-2

I was wondering how I would extract a certain part of a string in Python.

So, let's say I have a list. (EXAMPLE)

1 || awdawd@awdawd.com || awlkdjawldkjalwdkda
2 || aawdawd@awd.com || awdadwawdawdawdawd

I know I could use indexing and take the last 10 or so characters from each line, but that wouldn't work if they're different lengths. And it wouldn't work at all for the email.

I'm thinking regular expressions, but once I find the portion of the string, how would I copy just that part of the string and append it to, say, a list.

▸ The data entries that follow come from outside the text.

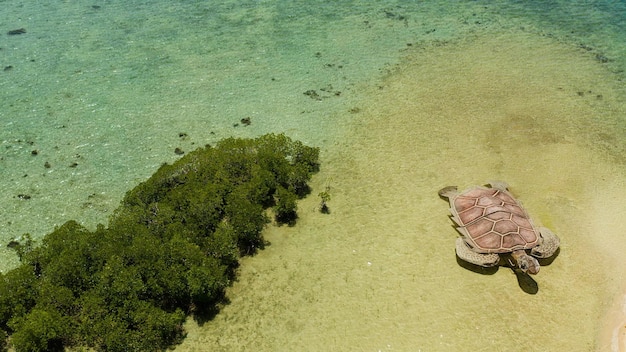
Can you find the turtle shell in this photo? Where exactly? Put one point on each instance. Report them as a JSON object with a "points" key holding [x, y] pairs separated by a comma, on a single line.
{"points": [[493, 221]]}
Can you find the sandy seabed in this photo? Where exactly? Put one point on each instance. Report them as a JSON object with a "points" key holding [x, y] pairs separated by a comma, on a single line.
{"points": [[379, 273]]}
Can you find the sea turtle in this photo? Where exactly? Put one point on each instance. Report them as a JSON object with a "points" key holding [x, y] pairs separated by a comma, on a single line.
{"points": [[493, 223]]}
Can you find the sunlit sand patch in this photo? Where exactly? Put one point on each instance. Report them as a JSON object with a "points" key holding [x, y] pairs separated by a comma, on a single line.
{"points": [[379, 272]]}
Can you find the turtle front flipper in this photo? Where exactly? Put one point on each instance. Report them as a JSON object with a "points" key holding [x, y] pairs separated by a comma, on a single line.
{"points": [[481, 259], [549, 245]]}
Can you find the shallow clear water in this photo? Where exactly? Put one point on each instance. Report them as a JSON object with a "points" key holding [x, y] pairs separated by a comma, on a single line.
{"points": [[409, 97]]}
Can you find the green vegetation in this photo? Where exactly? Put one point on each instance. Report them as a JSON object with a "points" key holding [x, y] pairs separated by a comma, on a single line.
{"points": [[170, 250]]}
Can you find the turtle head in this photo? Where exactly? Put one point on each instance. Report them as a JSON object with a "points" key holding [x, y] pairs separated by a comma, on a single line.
{"points": [[525, 262]]}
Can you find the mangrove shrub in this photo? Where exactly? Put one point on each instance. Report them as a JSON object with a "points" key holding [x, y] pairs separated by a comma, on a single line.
{"points": [[169, 251]]}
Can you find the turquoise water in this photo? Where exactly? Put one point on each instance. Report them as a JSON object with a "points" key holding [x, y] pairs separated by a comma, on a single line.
{"points": [[96, 95]]}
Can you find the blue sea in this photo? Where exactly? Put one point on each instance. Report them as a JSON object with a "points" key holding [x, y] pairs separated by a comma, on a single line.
{"points": [[402, 97]]}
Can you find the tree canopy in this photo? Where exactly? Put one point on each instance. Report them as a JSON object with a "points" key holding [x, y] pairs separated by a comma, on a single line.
{"points": [[170, 250]]}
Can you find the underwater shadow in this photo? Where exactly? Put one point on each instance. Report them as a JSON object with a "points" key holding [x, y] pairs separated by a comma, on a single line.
{"points": [[524, 280]]}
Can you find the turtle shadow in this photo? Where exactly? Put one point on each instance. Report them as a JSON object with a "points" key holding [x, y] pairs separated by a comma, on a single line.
{"points": [[524, 280]]}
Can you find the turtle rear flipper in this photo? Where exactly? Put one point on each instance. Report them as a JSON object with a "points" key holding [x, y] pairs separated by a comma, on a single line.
{"points": [[481, 259], [548, 246]]}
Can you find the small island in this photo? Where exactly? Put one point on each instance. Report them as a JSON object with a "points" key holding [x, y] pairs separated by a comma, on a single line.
{"points": [[168, 252]]}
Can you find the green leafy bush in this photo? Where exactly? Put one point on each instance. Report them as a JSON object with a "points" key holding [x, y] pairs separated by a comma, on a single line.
{"points": [[170, 250]]}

The regular expression is simple for the email, but not so simple for the string after the '||'. So how would I do that? I'm having trouble getting my head around it. Maybe search for || and get everything after it? But then there's two '||'.

Any help is appreciated.

Awn
  • 817
  • 1
  • 16
  • 33

4 Answers4

3

Get the reverse index after splitting by ||:

>>> L = ["|| awdawd@awdawd.com || awlkdjawldkjalwdkda", "|| aawdawd@awd.com || awdadwawdawdawdawd"]
>>> for x in L:
...     print x.split('||')[-1].strip()
... 
awlkdjawldkjalwdkda
awdadwawdawdawdawd
TerryA
  • 58,805
  • 11
  • 114
  • 143
2

Firstly, if you know the exact format of strings you may use split() function. For example

>>> string1 = "1 || awdawd@awdawd.com || awlkdjawldkjalwdkda"
>>> list1 = string1.split("||")
>>> list1
['1 ', ' awdawd@awdawd.com ', ' awlkdjawldkjalwdkda']
>>> list1[1].strip()
'awdawd@awdawd.com'

If you split a given string using substring "||" you'll receive a list of three elements. E-mail will be the second one, and the strip() function will give you the email without whitespace characters.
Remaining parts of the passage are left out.